The Google-owned company have long been studying AI and the way in which it functions, by using theories based in social science and game theory. One of the results that they found from the research is that AI will act in an “aggressive manner” when it feels as though it is going to lose, whereas it will be willing to co-operate in situations where teamwork will bring the greater reward.
The research involved testing the AI and studying its behaviour in two video games, one of which was based on gathering fruit, the other being a ‘Wolfpack’ hunting game. Both of these games were relatively simple, 2D games, that used AI characters.
The gathering game required the AI ‘agents’ to collect apples, with them earning points for each apple collected. The game allowed the AI to fire a beam at the opposition player, which can result in them being temporarily removed from the game. Therefore, the obvious tactic for success would be to remove the opponent and collect the apples for yourself, and it was this tactic that higher-level AI seemed to opt for.
The researchers found that when there was a clear scarcity of apples, the agents quickly learned that it was more effective to attack their opponent, however when there was a higher availability of apples they were more willing to co-exist with their opponents.
Disconcertingly, the researchers found that when the game was played by more intelligent AI, with a larger neural network to draw on, a neural network is a kind of machine intelligence designed to mimic how certain parts of the human brain work, they would “try to tag the other agent more frequently, i.e. behave less cooperatively, no matter how we vary the scarcity of apples,” they wrote in a blog post on DeepMind’s website.
Conversely, in the ‘Wolfpack’ game, the researchers found that the more intelligent AI was more likely to co-operate with the other AI characters.
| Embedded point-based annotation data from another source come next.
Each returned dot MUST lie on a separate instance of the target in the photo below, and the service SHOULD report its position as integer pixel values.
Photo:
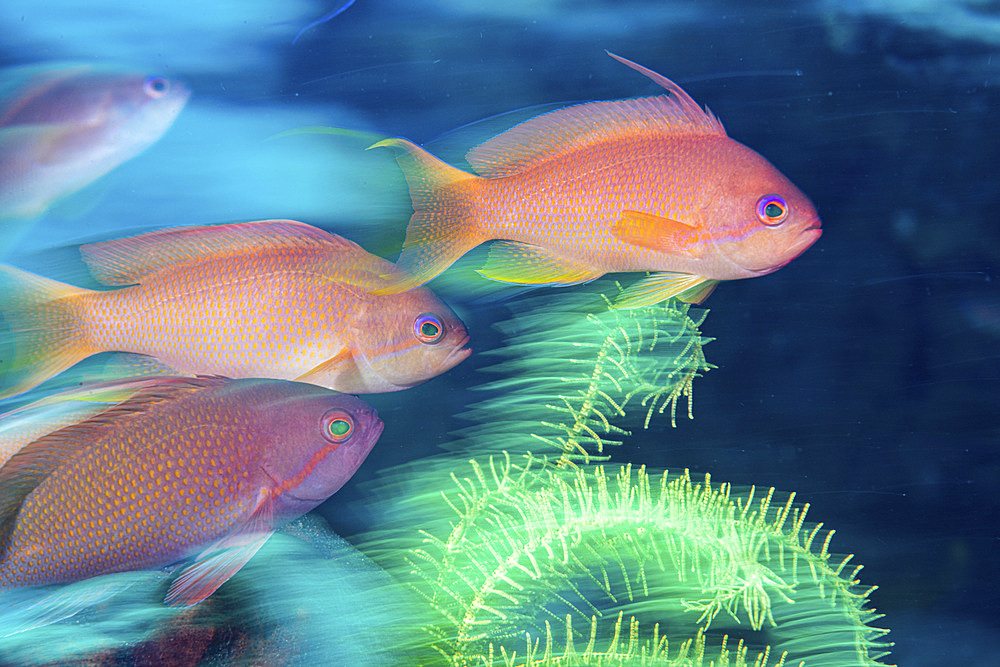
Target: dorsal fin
(26, 469)
(584, 124)
(128, 261)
In the ‘Wolfpack’ game, two in-game characters acting as wolves chased a third character, the prey, around. There would be points handed out for capturing the prey, with additional points added for both wolves being in the vicinity of the capture. “The idea is that the prey is dangerous, a lone wolf can overcome it, but is at risk of losing the carcass to scavengers,” the paper says. Two wolves working together could protect the prey from scavengers and get a higher reward.
The results certainly seem to imply that AIs will adjust their behaviour depending on what will be more beneficial, based on the rules set out to them. If the rules are set up in such a way that aggressive behaviour will be rewarded, i.e. “attack your opponent to collect more apples”, then the AI will act in an aggressive manner; if the rules will reward co-operation, i.e. “work together and receive more points”, then they will be inclined to act together.
As a consequence of this research, it has become apparent that one of the key factors in the successful and secure introduction of AI agents into the real world will be the way in which the rules for their behaviour are structured. As the researchers conclude in their blog post: “As a consequence [of this research], we may be able to better understand and control complex multi-agent systems such as the economy, traffic systems, or the ecological health of our planet – all of which depend on our continued cooperation.”